Missoula (Jon Krakauer)


A pequena cidade de Missoula fica no estado americano de Montana, com pouco mais de setenta mil habitantes é lar da Universidade de Montana e do famoso time de futebol americano da universidade, o Grizzly, que já conquistou diversos campeonatos nacionais. Para nós brasileiros é difícil entender a paixão pelo futebol americano universitário, mas os jogadores são tratados como astros, ganham bolsas de estudos, patrocínios, muitos se tornam profissionais de elite e estão acostumados a receber tratamento diferenciado. 

Entre 2010 e 2012 a cidade foi abalada por diversos escândalos de estupro no que ficou conhecida como uma “epidemia de estupros”, com diversos casos envolvendo jogadores do Grizzly, o que enfureceu muitos dos moradores e fãs do time. Nessa época estatisticamente não ocorreram mais estupros em Missoula do que o esperado para uma cidade universitária, sequer mais do que a média nacional, mas quando o jornal local, o Missoulian, fez diversos artigos denunciando os casos de estupro, a imprensa nacional se envolveu no caso trazendo junto o Ministério da Justiça. Nesse período muitas das vítimas resolveram se manifestar e superaram o próprio medo na esperança de que, indo até a polícia, os acusados fossem presos e assim evitassem que outras mulheres fossem agredidas. 

O livro quebra três mitos fundamentais sobre o estupro: que o criminoso é o homem que sai de uma moita mascarado para agredir uma vítima aleatoriamente, a grande maioria dos casos de estupro ocorre com pessoas que a vítima conhece; que as vítimas de estupro raramente agem da maneira que um leigo esperaria antes, durante e depois da agressão, comportamentos bizarros são a norma, há diversos casos em que a vítima poderia simplesmente gritar para que alguém próximo a ajudasse mas ficaram paralisadas de medo, e depois do ato podem agir normalmente por algumas horas e só perceber o que ocorreu mais tarde; e que há muitas denúncias falsas de estupro, apenas uma pequena fração das pessoas que vão à polícia denunciar um estupro estão mentindo, até pouco tempo policiais usavam como base um estudo incorreto que dizia que até 50% das denúncias de estupro eram falsas.

Krakauer não escreveu o livro como a história da cidade, nem como uma chata exposição de dados. Krakauer entrevistou as vítimas, os acusados, policiais, promotores, júris, leu milhares de páginas de documentos oficiais e ampla bibliografia para condensar em uma obra na melhor tradição de “A sangue frio”. Krakauer deu ênfase em quatro casos principais que ilustram as principais possibilidades do que pode ocorrer com uma vítima de estupro depois da agressão. Infelizmente para ser exato ao expor cada caso o autor tem que ser explícito nas descrições, então a leitura pode ser realmente pesada, mas mesmo assim o livro em momento algum é arrastado ou perde o foco. 
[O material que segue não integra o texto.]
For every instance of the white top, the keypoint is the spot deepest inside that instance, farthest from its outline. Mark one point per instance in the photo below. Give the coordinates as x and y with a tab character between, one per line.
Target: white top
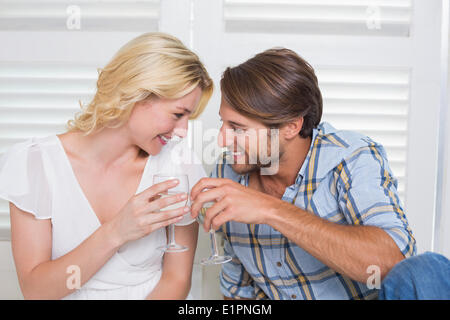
36	175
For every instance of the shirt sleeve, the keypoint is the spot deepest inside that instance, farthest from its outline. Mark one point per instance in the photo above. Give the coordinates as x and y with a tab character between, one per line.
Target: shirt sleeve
235	281
23	180
367	195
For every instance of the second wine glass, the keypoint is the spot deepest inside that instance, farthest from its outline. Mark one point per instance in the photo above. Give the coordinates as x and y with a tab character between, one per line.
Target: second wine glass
215	257
183	186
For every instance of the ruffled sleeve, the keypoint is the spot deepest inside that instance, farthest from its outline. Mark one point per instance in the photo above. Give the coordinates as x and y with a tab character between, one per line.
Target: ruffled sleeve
179	158
23	180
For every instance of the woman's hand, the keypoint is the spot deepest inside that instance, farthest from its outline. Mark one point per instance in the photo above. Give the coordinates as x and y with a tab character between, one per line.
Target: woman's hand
140	216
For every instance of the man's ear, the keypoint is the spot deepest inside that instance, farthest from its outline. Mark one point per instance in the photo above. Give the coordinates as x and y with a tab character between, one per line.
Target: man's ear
293	128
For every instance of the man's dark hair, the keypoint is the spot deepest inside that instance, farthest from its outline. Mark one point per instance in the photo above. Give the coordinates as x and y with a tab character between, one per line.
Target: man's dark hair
274	87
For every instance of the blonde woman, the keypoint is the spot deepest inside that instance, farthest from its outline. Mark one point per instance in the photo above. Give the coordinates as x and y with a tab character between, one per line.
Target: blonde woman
85	220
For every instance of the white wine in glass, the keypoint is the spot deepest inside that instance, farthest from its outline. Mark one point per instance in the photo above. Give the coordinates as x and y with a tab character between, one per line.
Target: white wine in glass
181	187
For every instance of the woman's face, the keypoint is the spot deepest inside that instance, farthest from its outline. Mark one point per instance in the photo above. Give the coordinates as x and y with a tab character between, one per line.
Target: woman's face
153	122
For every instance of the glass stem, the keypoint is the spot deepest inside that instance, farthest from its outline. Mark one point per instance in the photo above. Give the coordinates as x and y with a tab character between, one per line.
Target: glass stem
172	234
212	235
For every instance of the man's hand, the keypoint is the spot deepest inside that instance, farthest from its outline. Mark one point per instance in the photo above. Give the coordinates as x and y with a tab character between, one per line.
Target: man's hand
232	202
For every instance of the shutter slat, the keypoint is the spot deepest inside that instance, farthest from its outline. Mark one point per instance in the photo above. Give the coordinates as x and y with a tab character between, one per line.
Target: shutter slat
319	17
93	15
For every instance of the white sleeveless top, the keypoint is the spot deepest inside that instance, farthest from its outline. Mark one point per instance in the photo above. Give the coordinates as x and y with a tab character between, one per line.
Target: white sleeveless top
36	175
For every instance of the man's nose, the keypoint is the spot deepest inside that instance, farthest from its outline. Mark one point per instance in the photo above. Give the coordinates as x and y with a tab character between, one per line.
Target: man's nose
181	129
225	137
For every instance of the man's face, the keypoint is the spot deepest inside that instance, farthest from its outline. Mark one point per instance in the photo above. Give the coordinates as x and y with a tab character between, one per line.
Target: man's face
251	144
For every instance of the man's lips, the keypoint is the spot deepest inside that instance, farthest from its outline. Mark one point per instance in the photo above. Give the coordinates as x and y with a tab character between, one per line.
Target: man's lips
164	140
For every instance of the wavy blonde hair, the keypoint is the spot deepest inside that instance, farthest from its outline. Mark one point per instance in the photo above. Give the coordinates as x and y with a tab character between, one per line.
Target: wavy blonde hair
151	65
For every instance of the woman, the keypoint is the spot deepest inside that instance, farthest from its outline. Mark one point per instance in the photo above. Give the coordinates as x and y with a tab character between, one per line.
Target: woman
85	220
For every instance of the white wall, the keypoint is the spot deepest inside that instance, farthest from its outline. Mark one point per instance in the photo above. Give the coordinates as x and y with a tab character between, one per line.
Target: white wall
9	285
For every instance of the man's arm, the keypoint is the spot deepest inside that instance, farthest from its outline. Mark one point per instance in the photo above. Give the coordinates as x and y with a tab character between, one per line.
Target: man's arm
350	249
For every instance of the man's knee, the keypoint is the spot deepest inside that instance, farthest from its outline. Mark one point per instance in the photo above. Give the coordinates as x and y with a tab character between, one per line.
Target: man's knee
426	276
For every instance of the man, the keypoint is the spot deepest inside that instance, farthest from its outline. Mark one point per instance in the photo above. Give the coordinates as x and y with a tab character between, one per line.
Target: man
316	214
O mais chocante em todo o livro é descobrir de novo algo que já sabíamos: que vítimas de estupro são vistas com ceticismo, julgadas e consideradas imediatamente culpadas pelo crime que sofreram. A maioria fica envergonhada com o que sofreu e prefere que ninguém fique sabendo do fato para evitar humilhação ainda maior. Das poucas vítimas que procuram a polícia e são encaminhadas para a procuradoria só uma fração vai a julgamento e depois disso só alguns dos acusados são condenados (a maioria nos casos em que há confissão). Ou seja, mesmo para as vítimas que procuram justiça só uma fração tem desfecho satisfatório, e só após um longo e doloroso processo judicial que intensifica ainda mais o trauma. 

Em resumo, o sistema judiciário é o pior lugar possível para uma vítima de estupro. 

Apesar de todos os problemas, que não são poucos, o Brasil tem avançado em políticas para as mulheres com a Delegacia da Mulher, a Lei Maria da Penha e a caracterização do feminicídio como crime hediondo. Em comum com os Estados Unidos ainda falta mudar a mentalidade da população para deslocar a culpa da vítima para o agressor.